Archive for October, 2010

Looking through this week’s set of readings the uses and abuses of metadata and tagging, I was reminded of my longstanding discomfort with the nature of some academic critiques of new technologies.  Google’s Book Search: A Disaster for Scholars by Geoffrey Nunberg is an illustrative example. A well-respected linguist who publishes and speaks frequently in the mass media, Nunberg bemoans the primitive state of metadata across the books that make up Google’s massive as a “train wreck” for scholarship.

To be certain, Nunberg performs a valuable service in communicating to a broad audience some real limitations to the technology. He does a great job presenting his findings about systematic errors in the metadata provided by Google. He shows the horrendous and hilarious erroneous results provided, presumably, by a Google search by the publication year of 1899. He also points out a large number of misdatings of popular and important books. In fact, according to Nunberg, his unscientific sample produced an error rate on publication date of 70%. He goes on to reveal an array of undeniably silly classification errors in classic texts: ‘Moby Dick’ labeled Computers! ‘Jane Eyre’ labeled Architecture! For digital historians and archivists, it’s a powerful demonstration of the importance of good metadata.

Nunberg also does a good job pinpointing a major source of these problems: the machine-based scanning and data harvesting system used by Google. The problem is that this is the one and only explanation he offers with any substance – perhaps not entirely unrelated to its coming directly from the mouth of Google employees – and his prescriptive vision suffers as a result. In the place of serious analysis, he resorts to speculations about Google’s lack of cultural sophistication tinged with more than a little elitism. “I have the sense that a lot of the initial problems are due to Google’s slightly clueless fumbling as it tried master a domain that turned out to be a lot more complex than the company first realized,” he writes, perhaps imagining that nobody at Google has been exposed to literature.

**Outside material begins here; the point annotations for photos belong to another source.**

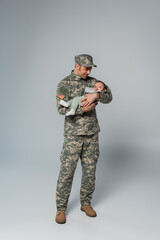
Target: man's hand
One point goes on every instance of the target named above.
(89, 99)
(90, 107)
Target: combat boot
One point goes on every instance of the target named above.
(60, 217)
(89, 210)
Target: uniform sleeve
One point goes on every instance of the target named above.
(63, 93)
(105, 95)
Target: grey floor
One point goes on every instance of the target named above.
(127, 198)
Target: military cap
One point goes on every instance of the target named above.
(84, 60)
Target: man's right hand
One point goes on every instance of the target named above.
(90, 107)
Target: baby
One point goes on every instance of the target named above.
(75, 102)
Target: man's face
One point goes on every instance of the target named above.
(83, 71)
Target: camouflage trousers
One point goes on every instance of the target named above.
(87, 149)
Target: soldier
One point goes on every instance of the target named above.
(80, 136)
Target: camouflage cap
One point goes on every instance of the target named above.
(84, 60)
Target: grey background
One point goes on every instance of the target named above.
(39, 40)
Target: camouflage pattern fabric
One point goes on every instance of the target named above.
(87, 148)
(82, 123)
(85, 60)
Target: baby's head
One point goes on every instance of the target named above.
(99, 86)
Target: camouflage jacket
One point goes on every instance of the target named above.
(83, 123)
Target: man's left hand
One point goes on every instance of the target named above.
(89, 99)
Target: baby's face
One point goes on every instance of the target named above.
(99, 86)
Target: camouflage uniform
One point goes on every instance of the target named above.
(81, 140)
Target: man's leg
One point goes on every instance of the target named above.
(69, 158)
(89, 158)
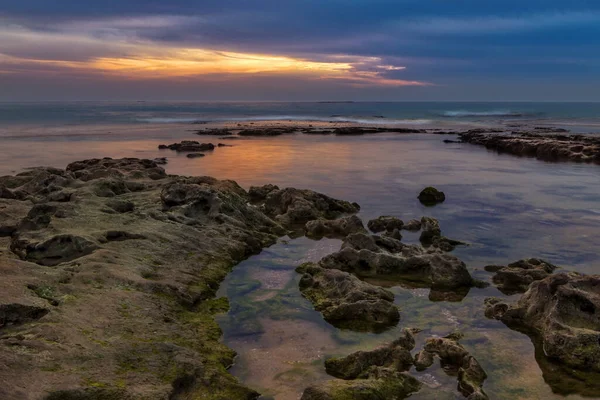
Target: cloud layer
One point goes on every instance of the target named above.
(375, 50)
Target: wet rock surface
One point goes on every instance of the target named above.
(115, 287)
(336, 228)
(516, 277)
(430, 196)
(375, 374)
(347, 302)
(385, 223)
(578, 148)
(188, 146)
(294, 207)
(387, 258)
(561, 314)
(457, 361)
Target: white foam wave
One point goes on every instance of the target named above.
(356, 120)
(491, 113)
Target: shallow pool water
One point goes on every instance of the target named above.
(505, 207)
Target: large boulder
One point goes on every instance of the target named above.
(381, 383)
(335, 228)
(347, 302)
(430, 196)
(562, 312)
(516, 277)
(385, 223)
(387, 258)
(396, 355)
(456, 360)
(294, 207)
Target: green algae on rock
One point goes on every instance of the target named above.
(133, 278)
(346, 301)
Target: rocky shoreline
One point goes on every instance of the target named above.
(110, 269)
(545, 147)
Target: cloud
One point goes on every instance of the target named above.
(498, 24)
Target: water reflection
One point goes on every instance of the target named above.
(507, 208)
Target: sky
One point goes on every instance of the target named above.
(277, 50)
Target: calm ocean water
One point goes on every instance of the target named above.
(76, 113)
(506, 207)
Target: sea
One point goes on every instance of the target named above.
(579, 116)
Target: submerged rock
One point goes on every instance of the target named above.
(347, 302)
(292, 207)
(456, 359)
(413, 225)
(188, 145)
(396, 356)
(380, 384)
(336, 228)
(431, 236)
(516, 277)
(385, 223)
(153, 254)
(387, 258)
(562, 312)
(578, 148)
(430, 196)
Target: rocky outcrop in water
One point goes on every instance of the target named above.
(370, 256)
(430, 196)
(335, 228)
(578, 148)
(188, 145)
(456, 361)
(562, 314)
(375, 374)
(294, 207)
(516, 277)
(347, 302)
(431, 236)
(109, 271)
(385, 224)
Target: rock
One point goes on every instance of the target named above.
(385, 223)
(413, 225)
(56, 250)
(430, 196)
(259, 193)
(188, 145)
(381, 384)
(562, 312)
(578, 148)
(6, 193)
(455, 358)
(195, 155)
(431, 236)
(135, 291)
(395, 356)
(386, 258)
(430, 230)
(516, 277)
(336, 228)
(110, 187)
(17, 314)
(423, 360)
(347, 302)
(38, 217)
(121, 206)
(292, 207)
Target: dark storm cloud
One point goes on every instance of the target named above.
(439, 41)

He triumphantly accuses Google of making a wrong choice in classification systems when they went with BISAC, a classification system often used by commercial retailers, as their standard. After briefly ruminating about a potential usefulness when it comes to ad placements, he sniffs with indignation that this system underwhelmingly distorts the weight of important books because “Bambi and Bullwinkle get a full shelf to themselves, while Leopardi, Schiller, and Verlaine have to scrunch together in the single subheading reserved for Poetry/Continental European.” It’s not difficult to imagine Nunberg looking down his nose as he says, “Google has taken a group of the world’s great research collections and returned them in the form of a suburban-mall bookstore.”

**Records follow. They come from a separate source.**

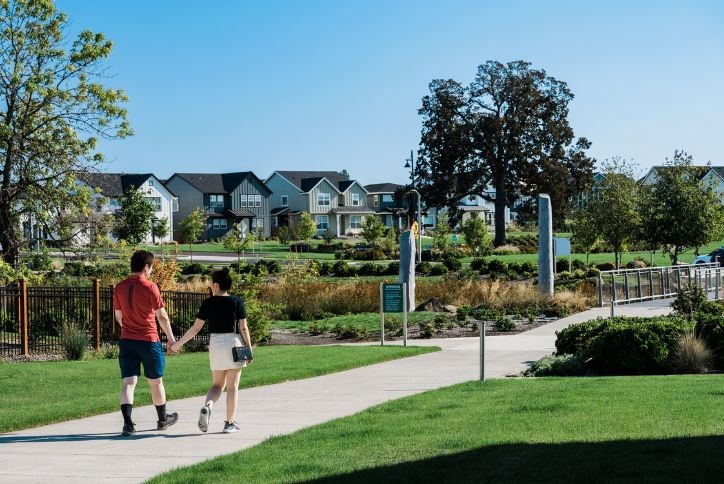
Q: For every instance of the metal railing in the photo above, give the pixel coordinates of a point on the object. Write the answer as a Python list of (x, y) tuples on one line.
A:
[(623, 286), (33, 319)]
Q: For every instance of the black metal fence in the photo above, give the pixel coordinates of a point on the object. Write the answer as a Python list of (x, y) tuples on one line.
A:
[(33, 320)]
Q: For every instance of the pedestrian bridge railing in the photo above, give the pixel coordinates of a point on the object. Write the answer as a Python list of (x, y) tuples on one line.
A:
[(623, 286)]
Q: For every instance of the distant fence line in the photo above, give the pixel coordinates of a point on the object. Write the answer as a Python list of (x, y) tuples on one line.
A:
[(623, 286), (32, 318)]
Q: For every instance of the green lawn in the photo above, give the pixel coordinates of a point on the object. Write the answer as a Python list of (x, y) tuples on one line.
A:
[(45, 392), (369, 320), (625, 429)]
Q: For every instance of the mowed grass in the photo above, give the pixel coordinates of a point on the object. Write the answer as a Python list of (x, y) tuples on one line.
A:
[(371, 321), (625, 429), (46, 392)]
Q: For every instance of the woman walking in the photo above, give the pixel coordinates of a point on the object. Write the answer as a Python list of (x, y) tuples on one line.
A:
[(223, 312)]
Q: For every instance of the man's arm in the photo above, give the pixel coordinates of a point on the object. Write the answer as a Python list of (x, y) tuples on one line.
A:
[(165, 324)]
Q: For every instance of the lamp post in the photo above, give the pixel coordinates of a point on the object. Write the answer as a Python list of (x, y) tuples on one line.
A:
[(410, 163)]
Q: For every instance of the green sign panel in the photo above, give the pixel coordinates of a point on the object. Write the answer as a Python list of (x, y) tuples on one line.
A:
[(392, 298)]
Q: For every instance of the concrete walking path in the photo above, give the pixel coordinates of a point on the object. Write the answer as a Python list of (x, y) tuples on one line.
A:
[(91, 449)]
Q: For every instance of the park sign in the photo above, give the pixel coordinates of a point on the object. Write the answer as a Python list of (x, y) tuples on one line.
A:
[(392, 295)]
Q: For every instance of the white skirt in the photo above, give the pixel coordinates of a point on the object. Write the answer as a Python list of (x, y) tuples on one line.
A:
[(220, 345)]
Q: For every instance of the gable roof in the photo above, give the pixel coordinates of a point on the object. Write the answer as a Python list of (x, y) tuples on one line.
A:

In the end, we are left with a couple of limp possibilities. Nunberg has hope that organizations like the Internet Archive or a consortium of libraries called HathiTrust may “pick up the slack” in his words. Most importantly, says Nunberg, Google should be motivated to license metadata from the Library of Congress and OCLC out a sense of obligation to demonstrate its claim that Google Books is a “public good” or to avoid becoming “a running scholarly joke.” Even if we overlooked the ethnocentrism of the former idea and the naivete of the latter idea, it’s clear that Nunberg seems to have missed the memo about Google: it’s a company, a very big and very profitable company. It makes money by providing products to the public for “free” and wrapped in the cozy rhetorics of freedom, access, knowledge and fun, all the while making money hand-over-fist by tracking and scanning our every online move such that they can charge advertisers premium prices for ‘targeted ads.’ This is why it’s ironic when Nunberg says condescendingly, “It’s clear that Google designed the system without giving much thought to the need for reliable metadata.” He is very, very correct, but for reasons very different from the ones he imagined. Had he made an effort to look past Google’s promise to build the world a free library, he would have noticed Google magically turning public and private property into another wildly successful profit-generating engine, one that turns a profit day and night, regardless of whether naïve or elitist academics think Google Books is good enough for scholarly research.


Read Full Post »

A former classmate of mine, in her research on Small Pox during the Revolutionary War, introduced me to Harvard University’s online collections; and I revisited them again this year to see if they could at all be useful to my research. Harvard’s library offers a variety of online material- mostly in the form of digitized versions of their print collections.  In addition, they offer subject specific and thematically arranged ‘collections’ as a part of their Open Collections Project.   Material is pulled from various collections in the Harvard Library and arranged to create a new, subject collection.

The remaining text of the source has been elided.